#Cpl. Roman Ducksworth Jr., was a military police officer who was stationed in Maryland. He was born in 1934 and died April 9, 1962. Ducksworth was on leave to visit his sick wife in Fort Ritchie Md; his wife was expecting their sixth child. Ducksworth was ordered by a police officer to get off the bus which he was traveling on. He refused to get off the bus and as a result was shot. There have been many other stories to the actual account as to what happened. It is believed that the police officer may have mistaken Ducksworth for a “freedom rider” who was testing bus desegregation laws. The NAACP took the case but Ducksworth murder was ruled a justifiable homicide.
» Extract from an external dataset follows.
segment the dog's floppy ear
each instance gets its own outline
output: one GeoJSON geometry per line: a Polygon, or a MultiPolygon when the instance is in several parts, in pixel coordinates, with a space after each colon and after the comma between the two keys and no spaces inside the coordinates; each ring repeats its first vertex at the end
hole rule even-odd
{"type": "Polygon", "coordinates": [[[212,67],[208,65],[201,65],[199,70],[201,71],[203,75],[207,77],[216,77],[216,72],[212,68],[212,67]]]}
The Freedom Ride took place in 1961. The Freedom Ride is well-known in civil rights history. In 1946, the Supreme Court ruled that group seating on interstate buses was banned.
After Ducksworth’s murder the courts tried to say that he was drunk and shot in self-defense; however his family disagreed. Many people believed he was murdered for no reason at all. The family of Ducksworth continue to this day to wait for justice for his murder. Ducksworth is considered an important figure of the Civil Rights Movement. There were many people during this time that were also killed for no apparent reason.
When Ducksworth died, he was only a few months short of finishing ten years of service in the US Army. Ducksworth’s death came as a great shock to all that knew him and his family. His family was very active and well-known through out the community. Ducksworth received full military honors and a 16-gun salute.